Stepping back a bit, I think there is a much more interesting question about identity on the web and the government’s response to it. On one hand I really want myGov to be secure, on the other I would like it someone open so that as a developer I can create an application that can acquire a verified identity from users. Imagine a local council being able to significantly automate its processes by allowing local residents to file paperwork by signing forms with an OAuth-based flow that jumps out to myGov to gather scoped personal information and perform non-repudiation tasks.

Such a capability would necessarily require a very stringent security audit of the myGov platform prior to being opened up along with the creation of a community of developers who know how to work with the various APIs provided by the myGov platform.

Ubiquitous Connectivity & Time-based Internet Billing

I am currently sitting on board the Dawn Princess with anchors down in Akaroa. I am half way through a two week cruise around New Zealand with my family. It’s a good break from our busy lifestyle back in Melbourne.

The timing of our family holiday is a little awkward because I am missing the excitement around the announcements made at BUILD 2014 last week. Or I would be if I wasn’t able to connect from the Internet from the ship as the details unfold.

Aboard the Dawn Princess is a ubiquitous Wi-Fi network which is available in all the staterooms and most of the common areas. The Wi-Fi network routes through a satellite connection backed by MTN Satellite Communications. When using the Internet I pay at a rate of approximately $0.30 to $0.80 per minute depending on the package.

Having cruised before I was aware of these pretty steep charges so we organised a local SIM card for mobile data access when ashore. The mobile data plan is of course tied to data volume usage rather than time. Time-based billing for Internet access to be strange in this era of mobile computing. The thing that I miss most about not being connected all the time is the absence of casual interaction with my information sources (e-mail, social media, news headlines, browsing etc).

I certainly can’t afford to be online all the time to receive these notifications, so for BUILD 2014 content, I logged in to get a quick synopsis of what is being discussed and disconnect. When I was ashore I set my various mobile devices to download content (such as the keynote videos).

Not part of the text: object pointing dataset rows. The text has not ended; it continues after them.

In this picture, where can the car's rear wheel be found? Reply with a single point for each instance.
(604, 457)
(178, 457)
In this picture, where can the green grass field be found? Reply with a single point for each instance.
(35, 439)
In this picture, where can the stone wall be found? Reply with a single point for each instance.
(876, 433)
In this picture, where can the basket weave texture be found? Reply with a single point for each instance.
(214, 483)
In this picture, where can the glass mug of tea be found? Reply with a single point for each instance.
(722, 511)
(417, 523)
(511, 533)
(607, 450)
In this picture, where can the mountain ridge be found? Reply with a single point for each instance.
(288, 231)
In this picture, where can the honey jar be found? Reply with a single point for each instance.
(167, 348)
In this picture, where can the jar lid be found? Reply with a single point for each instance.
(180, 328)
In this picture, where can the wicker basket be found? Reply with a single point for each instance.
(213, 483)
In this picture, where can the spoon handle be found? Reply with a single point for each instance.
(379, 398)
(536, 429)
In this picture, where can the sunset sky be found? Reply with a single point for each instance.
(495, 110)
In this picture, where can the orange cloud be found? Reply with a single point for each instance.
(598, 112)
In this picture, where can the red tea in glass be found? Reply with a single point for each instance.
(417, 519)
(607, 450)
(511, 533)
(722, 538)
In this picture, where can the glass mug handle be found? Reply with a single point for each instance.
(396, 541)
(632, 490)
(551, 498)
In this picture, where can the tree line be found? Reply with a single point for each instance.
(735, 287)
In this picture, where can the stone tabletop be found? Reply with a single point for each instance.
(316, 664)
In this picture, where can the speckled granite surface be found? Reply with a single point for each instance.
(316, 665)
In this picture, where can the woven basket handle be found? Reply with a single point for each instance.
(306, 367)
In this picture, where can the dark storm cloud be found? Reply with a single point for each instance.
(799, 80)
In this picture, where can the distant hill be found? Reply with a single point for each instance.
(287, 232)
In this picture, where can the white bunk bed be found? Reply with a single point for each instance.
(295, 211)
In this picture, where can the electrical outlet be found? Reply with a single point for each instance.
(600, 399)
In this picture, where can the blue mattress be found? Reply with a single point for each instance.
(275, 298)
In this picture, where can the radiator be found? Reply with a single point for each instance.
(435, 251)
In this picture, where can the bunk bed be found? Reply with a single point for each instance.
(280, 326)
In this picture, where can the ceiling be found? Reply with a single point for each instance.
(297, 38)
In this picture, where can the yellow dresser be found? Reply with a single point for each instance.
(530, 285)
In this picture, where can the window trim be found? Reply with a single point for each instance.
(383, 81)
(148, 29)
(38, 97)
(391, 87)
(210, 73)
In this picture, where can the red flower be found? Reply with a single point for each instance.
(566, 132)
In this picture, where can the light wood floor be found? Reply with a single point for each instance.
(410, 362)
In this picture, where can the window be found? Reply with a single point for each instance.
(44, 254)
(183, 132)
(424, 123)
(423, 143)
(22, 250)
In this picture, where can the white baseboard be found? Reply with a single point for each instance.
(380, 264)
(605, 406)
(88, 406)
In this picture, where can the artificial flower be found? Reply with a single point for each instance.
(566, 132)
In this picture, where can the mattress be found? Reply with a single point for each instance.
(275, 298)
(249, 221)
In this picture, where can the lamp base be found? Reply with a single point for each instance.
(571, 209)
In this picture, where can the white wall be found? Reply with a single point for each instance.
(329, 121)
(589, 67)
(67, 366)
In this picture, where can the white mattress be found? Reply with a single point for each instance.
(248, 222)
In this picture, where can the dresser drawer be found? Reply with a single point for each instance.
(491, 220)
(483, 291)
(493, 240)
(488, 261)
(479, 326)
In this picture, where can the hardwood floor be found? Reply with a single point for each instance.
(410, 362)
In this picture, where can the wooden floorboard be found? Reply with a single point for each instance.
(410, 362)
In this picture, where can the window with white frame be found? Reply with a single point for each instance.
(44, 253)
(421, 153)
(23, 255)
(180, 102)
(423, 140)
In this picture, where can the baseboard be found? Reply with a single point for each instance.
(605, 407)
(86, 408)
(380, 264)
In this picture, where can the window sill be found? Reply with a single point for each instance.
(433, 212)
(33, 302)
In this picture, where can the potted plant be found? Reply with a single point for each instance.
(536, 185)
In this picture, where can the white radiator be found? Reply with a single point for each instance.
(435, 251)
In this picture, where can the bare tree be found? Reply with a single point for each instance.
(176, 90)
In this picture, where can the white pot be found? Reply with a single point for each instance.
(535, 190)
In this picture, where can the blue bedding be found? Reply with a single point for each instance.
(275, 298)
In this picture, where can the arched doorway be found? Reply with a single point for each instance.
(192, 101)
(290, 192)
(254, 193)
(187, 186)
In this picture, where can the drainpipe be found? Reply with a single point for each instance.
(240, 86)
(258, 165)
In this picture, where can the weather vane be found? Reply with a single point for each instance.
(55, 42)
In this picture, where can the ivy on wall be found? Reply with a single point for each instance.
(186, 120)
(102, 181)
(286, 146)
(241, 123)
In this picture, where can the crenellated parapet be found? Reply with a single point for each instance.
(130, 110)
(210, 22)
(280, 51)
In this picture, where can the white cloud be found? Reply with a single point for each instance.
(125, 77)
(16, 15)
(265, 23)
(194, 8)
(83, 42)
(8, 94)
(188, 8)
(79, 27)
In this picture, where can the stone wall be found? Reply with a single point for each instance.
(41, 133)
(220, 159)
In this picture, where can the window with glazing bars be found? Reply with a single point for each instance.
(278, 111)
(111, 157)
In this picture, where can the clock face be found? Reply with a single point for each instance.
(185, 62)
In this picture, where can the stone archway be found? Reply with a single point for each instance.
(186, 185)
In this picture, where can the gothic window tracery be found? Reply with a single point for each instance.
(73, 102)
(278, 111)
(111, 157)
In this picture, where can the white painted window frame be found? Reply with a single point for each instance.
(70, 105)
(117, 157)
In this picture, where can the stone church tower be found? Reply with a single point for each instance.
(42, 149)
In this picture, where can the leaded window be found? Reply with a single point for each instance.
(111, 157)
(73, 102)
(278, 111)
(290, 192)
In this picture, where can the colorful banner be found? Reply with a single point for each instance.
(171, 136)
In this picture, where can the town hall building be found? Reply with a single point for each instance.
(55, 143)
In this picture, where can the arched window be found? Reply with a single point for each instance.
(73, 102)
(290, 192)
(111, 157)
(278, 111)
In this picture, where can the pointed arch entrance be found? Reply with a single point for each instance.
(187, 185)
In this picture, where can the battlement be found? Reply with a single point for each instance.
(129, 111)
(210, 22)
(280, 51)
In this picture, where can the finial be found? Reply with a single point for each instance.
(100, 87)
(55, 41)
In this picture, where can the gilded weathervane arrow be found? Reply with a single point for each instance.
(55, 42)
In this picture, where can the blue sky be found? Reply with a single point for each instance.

The whole experience has left me pondering why satellite access (at least in this instance) is charged on a time based model. Surely the ship maintains a constant satellite connection so why not allow passengers to be constantly connected and then bill a lower rate for actual usage. The administrator of the ship-based network could apply QoS to the traffic to ensure essential traffic is given preference.

Another curious aspect of the setup here is that I can’t access OneDrive or OneNote (which is backed by OneDrive). I can understand that the ship might not want passengers syncing their local content across the link (especially with all the high resolution photos captured) but it sure is a pain when I want to access one of my Notebooks from OneNote. This makes me think that the critical resource is indeed bandwidth, but by charging for time the ship ensures that passengers don’t accidentally set their devices syncing constantly.

Overall I have been pretty impressed with the strength of Wi-Fi connectivity on the ship (kudos to Princess Cruises for that). I just wish that the route to the Internet didn’t have such a big toll gate in front of it. Is there a cruise ship out there that caters to geeks wanting to be constantly connected?

Maybe someone from MTN Satellite Communications could explain why satellite communications might be billed on a time basis.